Seated in his Brooklyn office, he recounts a study he conducted for an international beverage company to determine the carbon footprint of five crops grown in three settings: a vertical farm and a greenhouse, both in New Jersey, and a soil-based farm in California.
The results were mixed, depending on the crop, but a key takeaway was that the vertical farm’s carbon footprint was “extraordinarily higher,” due to the energy used. He adds that when you account for food waste, water use, and social impact, the playing field levels a bit, but the bottom line, he says, is “there’s no silver bullet. That’s not the catchy sound bite that people are looking for, but that’s the fact.”
Yet the cash continues to pour into vertical farming. Venture capitalists have pledged about $1 billion over the past two years to fund start-ups like Plenty, AeroFarms, and Bowery Farming. Amazon, Google, and Microsoft are in the game.
Market research projects the global vertical-farming market will hit $10 billion by 2025. Operations like AeroFarms’ 70,000-square-foot facility in Newark, New Jersey, and the 100,000-square-foot farm that Plenty built outside Seattle will soon become commonplace, proponents suggest.
Matt Barnard—the CEO of Plenty, which has amassed more than $200 million from investors like Amazon’s Jeff Bezos and SoftBank, the majority shareholder in Uber—explains that he’s going big because of the scale of the problem.
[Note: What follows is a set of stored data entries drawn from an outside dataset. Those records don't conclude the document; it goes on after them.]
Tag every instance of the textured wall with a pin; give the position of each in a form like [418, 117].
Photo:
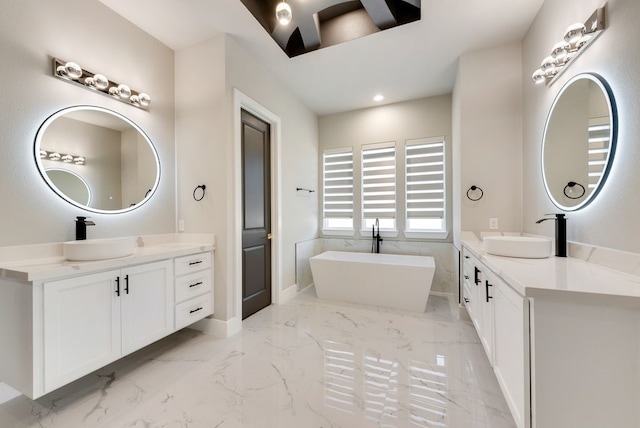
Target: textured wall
[612, 219]
[31, 33]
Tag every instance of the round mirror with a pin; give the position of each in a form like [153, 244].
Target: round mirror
[579, 142]
[97, 159]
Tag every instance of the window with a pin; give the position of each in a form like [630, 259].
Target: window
[425, 185]
[337, 189]
[379, 185]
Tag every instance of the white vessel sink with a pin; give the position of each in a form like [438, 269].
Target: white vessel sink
[518, 246]
[98, 249]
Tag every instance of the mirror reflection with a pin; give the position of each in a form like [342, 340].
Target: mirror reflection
[97, 159]
[579, 142]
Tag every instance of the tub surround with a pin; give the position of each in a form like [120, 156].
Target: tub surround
[562, 335]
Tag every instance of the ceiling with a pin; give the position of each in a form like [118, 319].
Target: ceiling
[411, 61]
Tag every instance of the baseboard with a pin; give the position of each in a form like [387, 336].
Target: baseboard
[218, 328]
[288, 294]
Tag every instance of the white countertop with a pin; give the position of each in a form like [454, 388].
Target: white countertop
[45, 262]
[557, 277]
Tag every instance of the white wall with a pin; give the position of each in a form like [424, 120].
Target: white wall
[31, 33]
[488, 139]
[206, 76]
[426, 117]
[611, 220]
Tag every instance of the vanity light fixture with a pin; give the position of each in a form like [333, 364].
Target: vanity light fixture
[55, 156]
[576, 39]
[73, 73]
[283, 13]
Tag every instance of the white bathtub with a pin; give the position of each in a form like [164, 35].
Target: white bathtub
[390, 280]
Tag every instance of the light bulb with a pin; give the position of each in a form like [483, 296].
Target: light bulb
[538, 76]
[124, 91]
[283, 13]
[144, 99]
[574, 33]
[100, 81]
[73, 70]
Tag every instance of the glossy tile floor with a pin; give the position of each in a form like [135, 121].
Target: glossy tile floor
[306, 364]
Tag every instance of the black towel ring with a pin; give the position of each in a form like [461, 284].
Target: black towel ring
[570, 185]
[202, 186]
[473, 189]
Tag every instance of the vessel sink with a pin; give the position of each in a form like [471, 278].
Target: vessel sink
[98, 249]
[518, 246]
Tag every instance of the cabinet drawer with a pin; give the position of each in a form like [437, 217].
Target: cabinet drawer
[192, 263]
[193, 310]
[192, 285]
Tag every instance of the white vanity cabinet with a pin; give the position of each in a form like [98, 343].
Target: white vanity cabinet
[92, 320]
[62, 320]
[194, 297]
[511, 348]
[478, 300]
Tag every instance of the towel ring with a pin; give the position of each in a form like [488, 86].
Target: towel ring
[202, 187]
[473, 189]
[570, 185]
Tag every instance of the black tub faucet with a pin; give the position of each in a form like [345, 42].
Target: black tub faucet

“I was brought in by one thing and now I’m here for many—for health, nutrition, stresses on the land system,” Barnard says. That mission, however, may depend on trusting in not one solution but a combination of many.
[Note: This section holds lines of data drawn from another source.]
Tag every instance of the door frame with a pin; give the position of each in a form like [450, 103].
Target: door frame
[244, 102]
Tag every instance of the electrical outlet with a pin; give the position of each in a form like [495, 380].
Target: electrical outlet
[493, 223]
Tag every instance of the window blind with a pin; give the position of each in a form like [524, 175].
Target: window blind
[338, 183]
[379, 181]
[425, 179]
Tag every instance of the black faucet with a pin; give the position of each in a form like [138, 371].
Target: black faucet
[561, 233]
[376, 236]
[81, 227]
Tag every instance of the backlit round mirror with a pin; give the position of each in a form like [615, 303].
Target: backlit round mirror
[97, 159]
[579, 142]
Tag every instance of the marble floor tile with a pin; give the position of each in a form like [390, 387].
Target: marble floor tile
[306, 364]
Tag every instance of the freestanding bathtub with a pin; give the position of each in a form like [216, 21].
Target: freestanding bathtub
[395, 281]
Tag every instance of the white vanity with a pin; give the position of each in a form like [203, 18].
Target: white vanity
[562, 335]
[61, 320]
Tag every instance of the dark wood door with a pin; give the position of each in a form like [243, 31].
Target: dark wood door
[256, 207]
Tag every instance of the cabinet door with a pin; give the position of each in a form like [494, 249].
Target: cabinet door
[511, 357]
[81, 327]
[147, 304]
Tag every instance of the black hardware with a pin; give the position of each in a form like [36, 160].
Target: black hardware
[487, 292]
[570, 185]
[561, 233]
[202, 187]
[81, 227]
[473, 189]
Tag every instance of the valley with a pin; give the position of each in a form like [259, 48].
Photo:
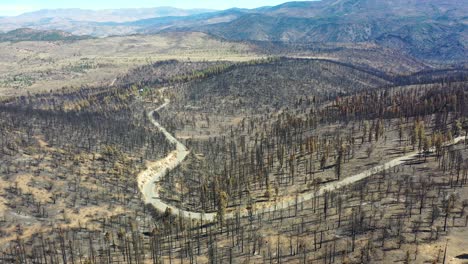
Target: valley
[294, 133]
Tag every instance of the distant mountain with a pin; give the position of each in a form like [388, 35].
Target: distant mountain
[433, 30]
[27, 34]
[427, 29]
[81, 21]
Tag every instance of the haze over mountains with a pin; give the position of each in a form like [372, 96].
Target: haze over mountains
[430, 29]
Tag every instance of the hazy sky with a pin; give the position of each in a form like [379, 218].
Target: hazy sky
[16, 7]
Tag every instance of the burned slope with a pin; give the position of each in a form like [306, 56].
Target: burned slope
[276, 83]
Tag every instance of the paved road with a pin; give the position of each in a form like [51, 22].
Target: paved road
[148, 179]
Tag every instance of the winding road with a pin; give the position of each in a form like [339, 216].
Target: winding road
[148, 180]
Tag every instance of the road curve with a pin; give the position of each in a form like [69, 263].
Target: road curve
[148, 180]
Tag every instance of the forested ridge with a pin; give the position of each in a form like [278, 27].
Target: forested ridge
[260, 134]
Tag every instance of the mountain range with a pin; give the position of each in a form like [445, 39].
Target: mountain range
[426, 29]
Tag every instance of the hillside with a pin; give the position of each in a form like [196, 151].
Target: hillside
[424, 29]
[27, 34]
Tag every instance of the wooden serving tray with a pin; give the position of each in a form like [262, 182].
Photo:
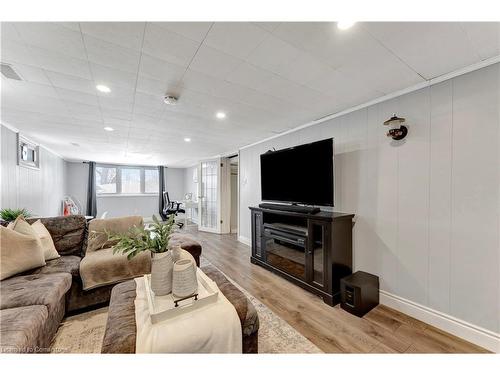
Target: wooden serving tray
[168, 307]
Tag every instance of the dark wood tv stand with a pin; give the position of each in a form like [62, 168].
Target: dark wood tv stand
[313, 251]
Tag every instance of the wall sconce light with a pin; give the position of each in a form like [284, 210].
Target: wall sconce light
[396, 133]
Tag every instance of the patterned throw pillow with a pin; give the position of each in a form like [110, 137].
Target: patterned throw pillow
[49, 249]
[20, 249]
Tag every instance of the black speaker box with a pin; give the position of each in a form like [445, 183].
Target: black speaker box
[359, 293]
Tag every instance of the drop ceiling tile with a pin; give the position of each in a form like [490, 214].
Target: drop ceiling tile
[31, 74]
[304, 68]
[213, 62]
[192, 30]
[15, 52]
[108, 114]
[59, 63]
[113, 78]
[429, 48]
[83, 111]
[111, 55]
[250, 76]
[69, 82]
[8, 32]
[160, 70]
[116, 104]
[167, 45]
[75, 26]
[153, 87]
[23, 88]
[52, 37]
[124, 34]
[343, 90]
[384, 73]
[485, 37]
[325, 41]
[235, 38]
[268, 26]
[273, 54]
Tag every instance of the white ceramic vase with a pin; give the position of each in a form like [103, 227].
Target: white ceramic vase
[161, 273]
[185, 282]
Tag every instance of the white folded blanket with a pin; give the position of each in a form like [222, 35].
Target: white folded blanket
[214, 328]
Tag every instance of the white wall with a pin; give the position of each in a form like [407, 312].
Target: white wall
[234, 199]
[39, 190]
[427, 210]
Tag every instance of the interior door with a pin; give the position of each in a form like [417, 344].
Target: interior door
[209, 195]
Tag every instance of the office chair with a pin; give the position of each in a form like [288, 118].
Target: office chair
[171, 208]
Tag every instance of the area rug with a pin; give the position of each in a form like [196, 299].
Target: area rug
[83, 333]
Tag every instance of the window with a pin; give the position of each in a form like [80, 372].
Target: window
[131, 180]
[105, 180]
[126, 180]
[151, 183]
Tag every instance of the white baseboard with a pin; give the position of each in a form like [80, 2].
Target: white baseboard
[487, 339]
[245, 240]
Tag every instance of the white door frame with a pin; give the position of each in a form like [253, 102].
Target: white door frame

For the moment, the vegetables available at your local farmers market or upscale grocery store reflect this dichotomy. You can easily find a plastic tub of lettuce from a hydroponic farm and, depending on the season, you may also find a sweeter, smaller, more efficient variety of honeynut squash developed in part by Barber and Row 7 Seeds.
Hydroponically grown greens and soil-grown, small-farm-produced squash living side by side in harmony: It’s a utopian vision already playing out in front of your shopping cart. The true question is, will you buy either? The answer, if you’re really concerned about your health and the health of the planet, is that you’ll buy both.